First, it is not unusual for Taiwan to put out such statements; it does so periodically to remind others that it too is a claimant. Indeed, Taiwan holds one of the few features that can be reasonably called an island (Taiping/Itu Aba) as opposed to mere reefs, rocks or artificially reclaimed land. Second, Taiwan’s marginalization in international society is such that a high profile issue such as the South China Sea provides a good vehicle for “international participation,” even if the scale of Taiwan’s participation is mainly restricted to the rhetorical arena.

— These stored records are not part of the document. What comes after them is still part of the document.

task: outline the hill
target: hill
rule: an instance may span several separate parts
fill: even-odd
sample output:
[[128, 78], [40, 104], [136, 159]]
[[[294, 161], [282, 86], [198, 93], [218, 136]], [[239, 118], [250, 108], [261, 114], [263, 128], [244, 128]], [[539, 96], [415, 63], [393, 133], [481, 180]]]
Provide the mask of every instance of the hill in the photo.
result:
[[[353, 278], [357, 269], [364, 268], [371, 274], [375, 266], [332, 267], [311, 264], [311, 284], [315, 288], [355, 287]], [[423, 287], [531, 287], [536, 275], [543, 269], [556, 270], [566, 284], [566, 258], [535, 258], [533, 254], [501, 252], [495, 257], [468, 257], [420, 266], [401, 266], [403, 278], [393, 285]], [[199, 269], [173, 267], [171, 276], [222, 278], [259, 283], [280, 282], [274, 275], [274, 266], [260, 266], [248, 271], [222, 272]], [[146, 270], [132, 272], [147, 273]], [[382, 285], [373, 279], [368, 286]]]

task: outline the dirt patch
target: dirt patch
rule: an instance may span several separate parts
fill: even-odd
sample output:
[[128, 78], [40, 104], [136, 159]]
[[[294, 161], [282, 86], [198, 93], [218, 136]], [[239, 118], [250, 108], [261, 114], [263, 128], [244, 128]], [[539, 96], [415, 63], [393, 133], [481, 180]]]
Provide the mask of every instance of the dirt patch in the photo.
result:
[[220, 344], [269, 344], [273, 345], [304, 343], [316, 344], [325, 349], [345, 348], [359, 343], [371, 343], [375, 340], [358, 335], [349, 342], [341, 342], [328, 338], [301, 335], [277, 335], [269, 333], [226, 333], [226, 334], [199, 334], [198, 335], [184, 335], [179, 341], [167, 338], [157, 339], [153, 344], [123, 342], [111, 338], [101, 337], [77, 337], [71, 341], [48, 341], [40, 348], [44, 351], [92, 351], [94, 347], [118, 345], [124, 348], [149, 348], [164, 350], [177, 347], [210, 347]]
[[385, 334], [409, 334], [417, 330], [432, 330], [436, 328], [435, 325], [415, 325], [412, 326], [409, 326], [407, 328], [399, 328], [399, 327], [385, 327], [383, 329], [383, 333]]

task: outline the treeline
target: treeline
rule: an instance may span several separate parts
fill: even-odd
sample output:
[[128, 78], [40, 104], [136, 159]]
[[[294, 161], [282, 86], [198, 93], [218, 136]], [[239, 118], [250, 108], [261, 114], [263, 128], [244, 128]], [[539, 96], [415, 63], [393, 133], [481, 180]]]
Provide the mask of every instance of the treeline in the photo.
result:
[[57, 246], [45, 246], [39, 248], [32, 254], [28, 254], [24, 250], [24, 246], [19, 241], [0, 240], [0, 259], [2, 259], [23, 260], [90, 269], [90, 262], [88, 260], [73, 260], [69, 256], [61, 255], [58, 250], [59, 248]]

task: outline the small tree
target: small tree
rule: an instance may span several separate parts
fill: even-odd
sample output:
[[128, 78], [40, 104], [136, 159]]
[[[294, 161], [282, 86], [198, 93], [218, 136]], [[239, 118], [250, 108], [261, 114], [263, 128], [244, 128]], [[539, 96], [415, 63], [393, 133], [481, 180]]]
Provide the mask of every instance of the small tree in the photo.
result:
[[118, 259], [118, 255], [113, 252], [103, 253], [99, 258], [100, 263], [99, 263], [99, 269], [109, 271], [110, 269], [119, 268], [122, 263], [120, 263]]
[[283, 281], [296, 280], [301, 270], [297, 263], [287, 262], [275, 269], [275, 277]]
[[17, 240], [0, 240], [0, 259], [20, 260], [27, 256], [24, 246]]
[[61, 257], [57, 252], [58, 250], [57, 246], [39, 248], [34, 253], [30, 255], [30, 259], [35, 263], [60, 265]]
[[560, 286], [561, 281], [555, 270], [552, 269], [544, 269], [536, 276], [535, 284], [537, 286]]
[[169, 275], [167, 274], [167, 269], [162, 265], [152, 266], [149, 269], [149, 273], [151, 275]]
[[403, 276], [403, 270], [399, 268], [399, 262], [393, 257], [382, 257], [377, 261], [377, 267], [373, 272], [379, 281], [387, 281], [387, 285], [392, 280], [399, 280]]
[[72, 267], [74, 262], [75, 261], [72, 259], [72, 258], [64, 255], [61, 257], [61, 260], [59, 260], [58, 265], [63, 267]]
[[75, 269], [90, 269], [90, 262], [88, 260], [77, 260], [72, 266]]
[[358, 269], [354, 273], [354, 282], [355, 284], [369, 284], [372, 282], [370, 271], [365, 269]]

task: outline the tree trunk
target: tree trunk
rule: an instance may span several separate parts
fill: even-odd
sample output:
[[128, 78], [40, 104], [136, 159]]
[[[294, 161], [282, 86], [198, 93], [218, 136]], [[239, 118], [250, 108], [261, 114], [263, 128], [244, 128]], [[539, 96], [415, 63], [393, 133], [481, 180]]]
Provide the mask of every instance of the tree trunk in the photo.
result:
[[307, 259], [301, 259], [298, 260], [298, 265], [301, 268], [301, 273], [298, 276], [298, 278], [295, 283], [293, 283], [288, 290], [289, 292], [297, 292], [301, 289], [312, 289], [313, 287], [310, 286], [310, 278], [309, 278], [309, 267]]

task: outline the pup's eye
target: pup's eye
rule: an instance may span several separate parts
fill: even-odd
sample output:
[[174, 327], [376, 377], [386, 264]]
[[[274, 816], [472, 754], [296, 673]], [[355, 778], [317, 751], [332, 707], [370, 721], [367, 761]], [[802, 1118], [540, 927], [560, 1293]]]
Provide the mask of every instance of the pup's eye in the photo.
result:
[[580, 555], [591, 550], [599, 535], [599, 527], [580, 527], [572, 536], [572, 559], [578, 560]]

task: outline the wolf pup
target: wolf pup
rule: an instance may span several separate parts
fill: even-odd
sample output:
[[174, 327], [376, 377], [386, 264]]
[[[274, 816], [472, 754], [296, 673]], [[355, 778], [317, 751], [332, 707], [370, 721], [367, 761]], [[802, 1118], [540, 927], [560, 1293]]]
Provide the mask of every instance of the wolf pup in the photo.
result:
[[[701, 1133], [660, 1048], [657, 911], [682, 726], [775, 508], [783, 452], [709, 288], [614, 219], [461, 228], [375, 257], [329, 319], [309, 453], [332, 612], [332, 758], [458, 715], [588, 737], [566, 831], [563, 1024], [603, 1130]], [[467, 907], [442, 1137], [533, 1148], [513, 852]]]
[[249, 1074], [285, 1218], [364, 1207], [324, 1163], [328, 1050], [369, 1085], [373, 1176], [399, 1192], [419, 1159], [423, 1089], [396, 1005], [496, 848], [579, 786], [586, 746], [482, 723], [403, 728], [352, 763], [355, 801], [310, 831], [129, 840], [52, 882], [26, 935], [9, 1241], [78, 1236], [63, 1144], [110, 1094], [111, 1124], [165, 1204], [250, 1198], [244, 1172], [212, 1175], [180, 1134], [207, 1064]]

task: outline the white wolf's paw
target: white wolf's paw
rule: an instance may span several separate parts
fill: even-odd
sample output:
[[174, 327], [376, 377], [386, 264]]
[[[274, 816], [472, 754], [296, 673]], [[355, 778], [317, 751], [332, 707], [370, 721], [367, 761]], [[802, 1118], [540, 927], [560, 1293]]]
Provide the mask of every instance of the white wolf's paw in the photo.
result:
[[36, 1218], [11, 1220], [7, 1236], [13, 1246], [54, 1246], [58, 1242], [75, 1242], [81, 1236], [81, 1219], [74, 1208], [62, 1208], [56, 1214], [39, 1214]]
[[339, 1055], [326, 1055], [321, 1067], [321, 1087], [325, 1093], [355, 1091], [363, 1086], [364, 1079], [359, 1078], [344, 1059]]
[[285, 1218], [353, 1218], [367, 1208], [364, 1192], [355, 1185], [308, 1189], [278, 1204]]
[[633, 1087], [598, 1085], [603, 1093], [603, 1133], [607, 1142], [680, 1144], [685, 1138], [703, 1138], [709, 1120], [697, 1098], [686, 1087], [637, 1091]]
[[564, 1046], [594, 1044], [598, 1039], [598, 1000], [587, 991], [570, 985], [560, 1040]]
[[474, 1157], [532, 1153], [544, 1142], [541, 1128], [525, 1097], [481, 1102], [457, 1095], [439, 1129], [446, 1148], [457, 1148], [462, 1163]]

Third, the South and East China Sea disputes are not core or emotive issues for the great majority of Taiwanese voters, which affords Taiwan’s leaders the latitude to put forward reasonable propositions, such as those set out by Ma, to share resources, without incurring the wrath of nationalists.
In doing so, Taiwan has the added benefit of demonstrating that it is distinct from China, a “responsible” actor that is interested in promoting peaceful solutions rather than challenging the status quo. For Taiwan’s image (and self-image), proposals of this nature are positive, and the Ma administration will search for, and highlight, any hint of positivity that may come in regional responses to the initiative. Ultimately, however, what Taiwan proposes carries little weight simply because no one appears to be listening—not least in Taiwan itself where Ma’s proposal has been met with apathy.